L'ambiance n'est pas à la fête dans le secteur aérien français. Compagnies aériennes, gestionnaires d'aéroports, agences de voyage, tous ont l'impression de voir le train de la croissance passer... Car si le trafic mondial aérien va de record en record (malgré les critiques envers l'aérien), la France en profite très peu.

Lors du congrès annuel de la Fnam (Fédération nationale de l'aérien et de ses métiers) ce mercredi, Pascal Izaguirre, son président (et patron de Corsair) s'alarme: "le pavillon français fait moins bien que l'Europe avec une croissance annuelle en 2024 des mouvements (vols) de seulement 2%, ce qui nous place 33e sur 40".

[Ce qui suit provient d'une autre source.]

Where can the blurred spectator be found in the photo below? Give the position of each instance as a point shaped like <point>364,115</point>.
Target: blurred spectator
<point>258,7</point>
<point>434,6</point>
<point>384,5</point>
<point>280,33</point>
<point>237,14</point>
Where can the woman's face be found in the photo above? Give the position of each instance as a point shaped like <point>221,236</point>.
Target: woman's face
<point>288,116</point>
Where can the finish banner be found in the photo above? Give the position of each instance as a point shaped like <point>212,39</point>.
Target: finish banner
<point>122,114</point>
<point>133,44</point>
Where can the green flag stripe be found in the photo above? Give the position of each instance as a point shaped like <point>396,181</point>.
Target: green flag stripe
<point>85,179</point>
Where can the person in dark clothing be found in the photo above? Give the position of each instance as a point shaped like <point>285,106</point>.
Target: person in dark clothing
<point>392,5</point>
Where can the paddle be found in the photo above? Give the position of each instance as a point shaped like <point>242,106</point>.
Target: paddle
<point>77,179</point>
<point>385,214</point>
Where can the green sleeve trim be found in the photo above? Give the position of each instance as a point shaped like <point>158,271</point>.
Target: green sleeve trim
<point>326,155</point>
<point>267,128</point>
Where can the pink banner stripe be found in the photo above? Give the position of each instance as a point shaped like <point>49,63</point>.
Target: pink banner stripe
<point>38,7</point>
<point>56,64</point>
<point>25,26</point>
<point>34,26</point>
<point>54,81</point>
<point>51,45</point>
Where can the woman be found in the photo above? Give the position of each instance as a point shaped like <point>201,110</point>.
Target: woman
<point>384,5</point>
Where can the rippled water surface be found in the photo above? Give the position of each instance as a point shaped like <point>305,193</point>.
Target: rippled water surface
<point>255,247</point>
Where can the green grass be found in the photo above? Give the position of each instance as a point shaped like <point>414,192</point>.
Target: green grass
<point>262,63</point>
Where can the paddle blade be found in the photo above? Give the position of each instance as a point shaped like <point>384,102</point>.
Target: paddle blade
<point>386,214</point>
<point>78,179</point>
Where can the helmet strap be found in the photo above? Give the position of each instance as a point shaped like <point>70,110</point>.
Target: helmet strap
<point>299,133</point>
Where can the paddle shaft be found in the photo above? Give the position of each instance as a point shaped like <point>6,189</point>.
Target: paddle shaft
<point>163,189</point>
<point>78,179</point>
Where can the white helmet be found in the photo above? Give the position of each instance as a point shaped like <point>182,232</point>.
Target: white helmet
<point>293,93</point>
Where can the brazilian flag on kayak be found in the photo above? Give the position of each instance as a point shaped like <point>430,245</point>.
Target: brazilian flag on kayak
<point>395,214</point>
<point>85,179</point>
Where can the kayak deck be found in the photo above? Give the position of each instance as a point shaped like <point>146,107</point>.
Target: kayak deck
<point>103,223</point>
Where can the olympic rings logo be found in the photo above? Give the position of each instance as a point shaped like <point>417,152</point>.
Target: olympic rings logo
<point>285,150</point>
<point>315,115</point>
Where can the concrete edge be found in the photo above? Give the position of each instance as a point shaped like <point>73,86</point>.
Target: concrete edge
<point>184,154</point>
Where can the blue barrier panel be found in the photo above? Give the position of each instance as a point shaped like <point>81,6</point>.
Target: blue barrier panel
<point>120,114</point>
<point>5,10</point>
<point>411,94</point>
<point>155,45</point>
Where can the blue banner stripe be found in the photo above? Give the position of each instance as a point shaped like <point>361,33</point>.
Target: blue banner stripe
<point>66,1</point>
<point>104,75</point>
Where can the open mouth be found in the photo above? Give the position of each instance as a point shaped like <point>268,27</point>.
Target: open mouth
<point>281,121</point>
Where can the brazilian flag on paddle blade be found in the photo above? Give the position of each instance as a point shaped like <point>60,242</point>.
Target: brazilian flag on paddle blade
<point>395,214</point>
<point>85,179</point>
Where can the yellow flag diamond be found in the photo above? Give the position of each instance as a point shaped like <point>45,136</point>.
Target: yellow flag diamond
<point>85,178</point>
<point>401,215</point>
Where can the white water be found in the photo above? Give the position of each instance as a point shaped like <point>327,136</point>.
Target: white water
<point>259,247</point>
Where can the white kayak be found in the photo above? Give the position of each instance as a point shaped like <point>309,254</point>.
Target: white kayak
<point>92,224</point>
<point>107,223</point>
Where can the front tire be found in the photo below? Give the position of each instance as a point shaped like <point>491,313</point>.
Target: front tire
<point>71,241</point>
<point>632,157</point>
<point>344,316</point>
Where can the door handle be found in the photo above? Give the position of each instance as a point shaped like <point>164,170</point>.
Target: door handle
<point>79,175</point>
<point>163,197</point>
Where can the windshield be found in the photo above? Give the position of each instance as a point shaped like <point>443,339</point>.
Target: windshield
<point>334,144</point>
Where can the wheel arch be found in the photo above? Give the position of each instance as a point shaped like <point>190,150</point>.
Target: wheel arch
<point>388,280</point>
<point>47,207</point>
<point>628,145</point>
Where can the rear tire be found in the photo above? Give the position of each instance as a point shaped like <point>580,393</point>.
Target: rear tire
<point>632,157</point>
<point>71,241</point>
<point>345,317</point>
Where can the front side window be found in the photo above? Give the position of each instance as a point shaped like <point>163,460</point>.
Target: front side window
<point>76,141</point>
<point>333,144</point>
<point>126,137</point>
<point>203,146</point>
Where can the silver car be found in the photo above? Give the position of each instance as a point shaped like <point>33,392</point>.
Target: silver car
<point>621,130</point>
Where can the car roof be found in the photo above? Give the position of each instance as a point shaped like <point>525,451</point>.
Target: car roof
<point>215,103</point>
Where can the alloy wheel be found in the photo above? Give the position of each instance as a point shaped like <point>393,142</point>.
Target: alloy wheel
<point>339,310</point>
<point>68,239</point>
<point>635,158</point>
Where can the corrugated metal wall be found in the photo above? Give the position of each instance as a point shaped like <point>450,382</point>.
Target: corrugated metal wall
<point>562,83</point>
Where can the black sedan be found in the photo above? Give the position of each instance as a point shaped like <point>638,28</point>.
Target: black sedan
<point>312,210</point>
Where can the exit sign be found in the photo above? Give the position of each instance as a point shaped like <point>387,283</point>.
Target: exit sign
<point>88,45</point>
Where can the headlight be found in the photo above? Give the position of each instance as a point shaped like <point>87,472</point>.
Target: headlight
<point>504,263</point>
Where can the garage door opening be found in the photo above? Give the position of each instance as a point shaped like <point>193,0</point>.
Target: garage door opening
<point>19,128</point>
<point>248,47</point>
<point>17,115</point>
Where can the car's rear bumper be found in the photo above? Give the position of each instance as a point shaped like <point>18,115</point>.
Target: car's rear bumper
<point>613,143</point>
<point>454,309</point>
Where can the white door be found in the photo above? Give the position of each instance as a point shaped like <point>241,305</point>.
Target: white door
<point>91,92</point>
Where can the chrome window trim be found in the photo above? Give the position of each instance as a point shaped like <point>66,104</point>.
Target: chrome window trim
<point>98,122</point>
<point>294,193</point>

Pire, "en 2025, le décrochage s'amplifie avec une croissance négative de l'offre estivale", dénonce-t-il.

Dans le trafic domestique, il y a bien sûr la concurrence du train qui pour des liaisons directes est moins cher sans pour autant être bien plus long avec le TGV et notamment Ouigo, l'offre low cost de la SNCF. Sur ce terrain, il semble que l'avion ait perdu la bataille sauf pour les liaisons transversales avec correspondance.

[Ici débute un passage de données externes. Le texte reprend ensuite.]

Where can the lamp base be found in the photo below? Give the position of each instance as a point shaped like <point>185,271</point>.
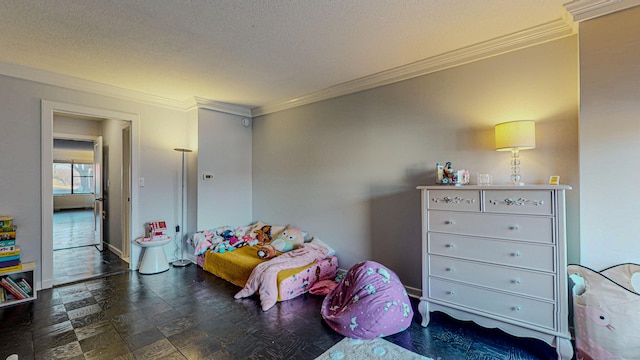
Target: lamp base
<point>181,263</point>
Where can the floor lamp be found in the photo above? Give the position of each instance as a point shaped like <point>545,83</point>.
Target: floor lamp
<point>182,262</point>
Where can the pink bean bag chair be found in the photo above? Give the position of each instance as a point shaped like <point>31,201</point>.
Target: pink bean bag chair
<point>369,302</point>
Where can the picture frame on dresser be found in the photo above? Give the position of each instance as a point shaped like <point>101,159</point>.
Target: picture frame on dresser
<point>497,256</point>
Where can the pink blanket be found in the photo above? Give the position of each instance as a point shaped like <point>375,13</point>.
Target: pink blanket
<point>263,278</point>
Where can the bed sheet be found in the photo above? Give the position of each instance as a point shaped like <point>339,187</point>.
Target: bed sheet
<point>236,267</point>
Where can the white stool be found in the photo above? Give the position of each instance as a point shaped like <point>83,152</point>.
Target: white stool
<point>154,259</point>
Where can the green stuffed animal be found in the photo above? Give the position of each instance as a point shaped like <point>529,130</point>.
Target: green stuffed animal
<point>288,239</point>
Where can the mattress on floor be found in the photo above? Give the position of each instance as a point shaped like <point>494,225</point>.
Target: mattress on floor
<point>236,267</point>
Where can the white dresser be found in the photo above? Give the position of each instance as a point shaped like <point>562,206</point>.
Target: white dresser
<point>497,255</point>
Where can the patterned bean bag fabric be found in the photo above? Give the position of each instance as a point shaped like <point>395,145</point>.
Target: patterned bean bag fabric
<point>369,302</point>
<point>606,306</point>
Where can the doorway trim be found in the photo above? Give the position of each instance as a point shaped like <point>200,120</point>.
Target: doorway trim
<point>48,109</point>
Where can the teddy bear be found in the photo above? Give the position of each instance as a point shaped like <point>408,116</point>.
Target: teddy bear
<point>288,239</point>
<point>266,252</point>
<point>263,235</point>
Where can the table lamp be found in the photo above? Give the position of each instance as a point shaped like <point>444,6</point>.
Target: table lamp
<point>515,136</point>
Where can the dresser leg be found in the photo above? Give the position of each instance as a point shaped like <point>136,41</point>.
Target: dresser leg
<point>564,348</point>
<point>423,308</point>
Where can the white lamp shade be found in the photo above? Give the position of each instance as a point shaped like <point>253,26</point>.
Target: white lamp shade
<point>519,135</point>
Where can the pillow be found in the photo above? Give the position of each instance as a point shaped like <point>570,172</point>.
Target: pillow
<point>330,250</point>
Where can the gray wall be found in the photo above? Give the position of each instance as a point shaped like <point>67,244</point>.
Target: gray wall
<point>345,169</point>
<point>224,149</point>
<point>20,107</point>
<point>610,139</point>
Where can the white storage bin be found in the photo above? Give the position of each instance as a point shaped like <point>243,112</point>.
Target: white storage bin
<point>606,311</point>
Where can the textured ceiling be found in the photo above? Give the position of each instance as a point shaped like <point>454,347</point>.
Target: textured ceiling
<point>248,52</point>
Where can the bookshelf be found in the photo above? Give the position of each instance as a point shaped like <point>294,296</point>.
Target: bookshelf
<point>27,273</point>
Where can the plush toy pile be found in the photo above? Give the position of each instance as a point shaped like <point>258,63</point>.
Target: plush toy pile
<point>273,239</point>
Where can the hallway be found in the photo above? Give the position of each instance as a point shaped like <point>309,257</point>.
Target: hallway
<point>75,257</point>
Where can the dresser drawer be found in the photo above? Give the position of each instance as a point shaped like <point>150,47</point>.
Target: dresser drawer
<point>536,312</point>
<point>512,253</point>
<point>518,281</point>
<point>538,229</point>
<point>459,200</point>
<point>532,202</point>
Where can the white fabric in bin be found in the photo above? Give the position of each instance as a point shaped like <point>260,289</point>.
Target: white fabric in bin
<point>606,308</point>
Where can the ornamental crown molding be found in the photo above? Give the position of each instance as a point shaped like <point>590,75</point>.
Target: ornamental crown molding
<point>581,10</point>
<point>543,33</point>
<point>92,87</point>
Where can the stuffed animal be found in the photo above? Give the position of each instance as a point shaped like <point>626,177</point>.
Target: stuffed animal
<point>266,252</point>
<point>288,239</point>
<point>263,235</point>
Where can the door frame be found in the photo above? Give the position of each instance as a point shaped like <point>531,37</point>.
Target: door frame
<point>48,109</point>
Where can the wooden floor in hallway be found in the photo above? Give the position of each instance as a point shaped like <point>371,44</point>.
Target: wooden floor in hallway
<point>75,256</point>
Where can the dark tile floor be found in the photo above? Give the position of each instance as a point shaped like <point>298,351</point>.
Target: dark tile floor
<point>75,257</point>
<point>186,313</point>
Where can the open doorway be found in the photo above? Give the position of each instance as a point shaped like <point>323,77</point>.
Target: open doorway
<point>89,241</point>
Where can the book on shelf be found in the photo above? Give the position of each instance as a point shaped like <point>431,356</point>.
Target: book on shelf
<point>8,235</point>
<point>10,242</point>
<point>6,249</point>
<point>14,252</point>
<point>9,257</point>
<point>13,288</point>
<point>11,269</point>
<point>6,222</point>
<point>9,263</point>
<point>24,285</point>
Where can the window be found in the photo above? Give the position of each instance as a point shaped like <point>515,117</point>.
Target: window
<point>72,178</point>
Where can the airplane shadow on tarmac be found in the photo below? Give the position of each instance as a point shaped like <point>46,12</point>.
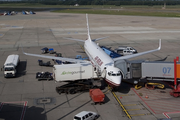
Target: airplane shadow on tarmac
<point>13,111</point>
<point>21,69</point>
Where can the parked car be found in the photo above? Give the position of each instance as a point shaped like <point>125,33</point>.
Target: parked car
<point>86,115</point>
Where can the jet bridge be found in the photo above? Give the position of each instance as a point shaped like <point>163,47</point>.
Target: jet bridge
<point>152,70</point>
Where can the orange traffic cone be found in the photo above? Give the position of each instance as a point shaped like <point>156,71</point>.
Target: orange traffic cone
<point>146,96</point>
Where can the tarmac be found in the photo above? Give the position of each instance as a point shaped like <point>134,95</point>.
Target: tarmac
<point>22,97</point>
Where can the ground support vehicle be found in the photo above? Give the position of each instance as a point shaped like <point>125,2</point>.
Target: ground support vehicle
<point>80,57</point>
<point>76,86</point>
<point>154,71</point>
<point>44,76</point>
<point>41,63</point>
<point>97,96</point>
<point>10,66</point>
<point>79,77</point>
<point>125,50</point>
<point>86,115</point>
<point>110,52</point>
<point>45,50</point>
<point>51,51</point>
<point>58,55</point>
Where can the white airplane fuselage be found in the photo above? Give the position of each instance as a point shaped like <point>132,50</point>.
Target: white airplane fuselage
<point>101,61</point>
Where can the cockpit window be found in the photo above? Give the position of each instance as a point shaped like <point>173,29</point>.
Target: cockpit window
<point>113,74</point>
<point>118,74</point>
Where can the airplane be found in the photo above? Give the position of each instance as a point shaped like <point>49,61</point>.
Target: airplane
<point>103,63</point>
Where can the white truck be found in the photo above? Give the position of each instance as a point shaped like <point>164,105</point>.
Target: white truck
<point>77,76</point>
<point>10,65</point>
<point>125,50</point>
<point>71,72</point>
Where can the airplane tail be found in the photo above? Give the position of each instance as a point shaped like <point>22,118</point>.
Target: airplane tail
<point>88,34</point>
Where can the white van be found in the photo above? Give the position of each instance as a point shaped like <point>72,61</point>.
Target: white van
<point>86,115</point>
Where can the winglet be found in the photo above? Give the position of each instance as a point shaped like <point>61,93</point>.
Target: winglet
<point>88,34</point>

Selon les chiffres du régulateur français des transports, ce trafic a baissé de 2% en 2023 sur un an, et de 14,3% par rapport à 2017.

Mais pour les liaisons européennes et internationales, l'arrivée de nouvelles taxes plomberait la demande, et notamment la hausse de la taxe sur les billets (TSBA) votée dans le Budget 2025 pour remplir les caisses de l'Etat et appliqué cette année. Elle s'applique sur tous les billets, varie selon la destination, et frappe directement le consommateur.

"Enfumage"

"Ce choc de fiscalité est considérable", résume le responsable, "et il vient s'ajouter à d'autres hausses de taxes et de redevances diverses. On estime le surcoût pour le secteur à 1,35 milliard d'euros cette année sur un total de 4 milliards".

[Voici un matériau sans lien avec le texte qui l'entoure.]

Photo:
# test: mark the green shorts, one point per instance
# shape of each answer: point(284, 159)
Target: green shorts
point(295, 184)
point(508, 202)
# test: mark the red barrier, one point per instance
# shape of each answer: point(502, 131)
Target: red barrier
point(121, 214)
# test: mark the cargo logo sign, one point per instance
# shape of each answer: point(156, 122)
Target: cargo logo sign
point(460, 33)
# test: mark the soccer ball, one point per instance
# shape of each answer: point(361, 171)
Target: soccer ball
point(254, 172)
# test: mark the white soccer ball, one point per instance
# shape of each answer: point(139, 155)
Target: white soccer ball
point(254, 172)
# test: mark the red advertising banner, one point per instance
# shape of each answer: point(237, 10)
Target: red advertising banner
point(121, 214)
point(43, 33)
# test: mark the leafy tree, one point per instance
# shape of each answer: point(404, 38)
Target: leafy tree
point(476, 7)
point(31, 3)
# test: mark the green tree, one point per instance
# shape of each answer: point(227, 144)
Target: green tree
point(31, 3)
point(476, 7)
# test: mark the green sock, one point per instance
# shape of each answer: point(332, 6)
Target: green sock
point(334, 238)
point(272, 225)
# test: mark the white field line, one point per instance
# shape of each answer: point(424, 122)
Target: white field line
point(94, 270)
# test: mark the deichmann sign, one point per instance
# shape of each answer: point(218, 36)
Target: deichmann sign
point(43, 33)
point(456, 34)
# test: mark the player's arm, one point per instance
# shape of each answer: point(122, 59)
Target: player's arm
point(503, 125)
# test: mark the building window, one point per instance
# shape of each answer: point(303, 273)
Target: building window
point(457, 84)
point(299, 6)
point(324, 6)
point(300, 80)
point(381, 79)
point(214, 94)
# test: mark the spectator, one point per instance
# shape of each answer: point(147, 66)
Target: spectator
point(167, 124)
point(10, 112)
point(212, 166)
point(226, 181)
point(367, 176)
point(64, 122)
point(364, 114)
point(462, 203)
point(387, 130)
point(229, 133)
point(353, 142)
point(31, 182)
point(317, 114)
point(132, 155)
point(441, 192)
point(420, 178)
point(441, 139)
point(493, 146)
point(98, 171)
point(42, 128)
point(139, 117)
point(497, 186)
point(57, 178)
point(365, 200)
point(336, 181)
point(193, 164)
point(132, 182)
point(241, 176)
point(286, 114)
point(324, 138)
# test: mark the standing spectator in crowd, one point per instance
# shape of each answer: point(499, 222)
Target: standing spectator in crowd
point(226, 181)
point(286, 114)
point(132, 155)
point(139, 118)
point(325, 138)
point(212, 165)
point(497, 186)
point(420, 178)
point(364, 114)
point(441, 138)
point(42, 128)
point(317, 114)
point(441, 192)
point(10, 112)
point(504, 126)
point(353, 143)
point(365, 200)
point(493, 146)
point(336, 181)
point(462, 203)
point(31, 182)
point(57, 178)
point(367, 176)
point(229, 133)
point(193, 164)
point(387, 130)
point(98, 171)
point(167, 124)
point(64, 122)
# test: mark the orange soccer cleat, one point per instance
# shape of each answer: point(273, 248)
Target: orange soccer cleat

Même constat pour Valérie Boned, présidente des Entreprises du Voyage qui s'exprimait lors du même congrès.

"Il y a un vrai impact sur la demande, c'est certain. La taxe touche les familles en outre-mer alors qu'initialement ça ne devait pas être le cas. C'est de l'enfumage. Et son application a été un bazar complet avec des allers-retours législatifs, des compagnies qui ont du la collecter, puis la rembourser, puis la collecter à nouveau".

"On s'inquiète pour 2025, cette taxe va-t-elle être maintenue, voire augmentée? On espère au moins que cette fiscalité soit fléchée vers la décarbonation du secteur", espère la responsable. Ce qui n'est pas le cas puisque les sommes collectées (800 à 850 millions d'euros) iront directement dans les caisses de l'Etat.

Moratoire

L'exemple allemand tétanise le secteur: "on arrive au même niveau de taxation en Allemagne où le trafic domestique est à 17% de ce qu'il représentait en 2019. C'est un sérieux avertissement pour la France", alerte Pascal Izaguirre.

Et de poursuivre: "20 pays sur 27 en Europe ne taxent pas l'aérien, certains comme la Suède reviennent sur la taxation. On demande donc un moratoire sur le niveau global de fiscalité, toute taxe nouvelle serait une aberration".

Evidemment, cette opinion est contestée par les associations écologistes. Pour Réseau Action Climat, c'est justement la faible taxation de l'aérien avec notamment aucune taxe sur le kérosène, qui permet aux compagnies aériennes low cost de proposer des prix planchers et de happer le trafic des liaisons européennes.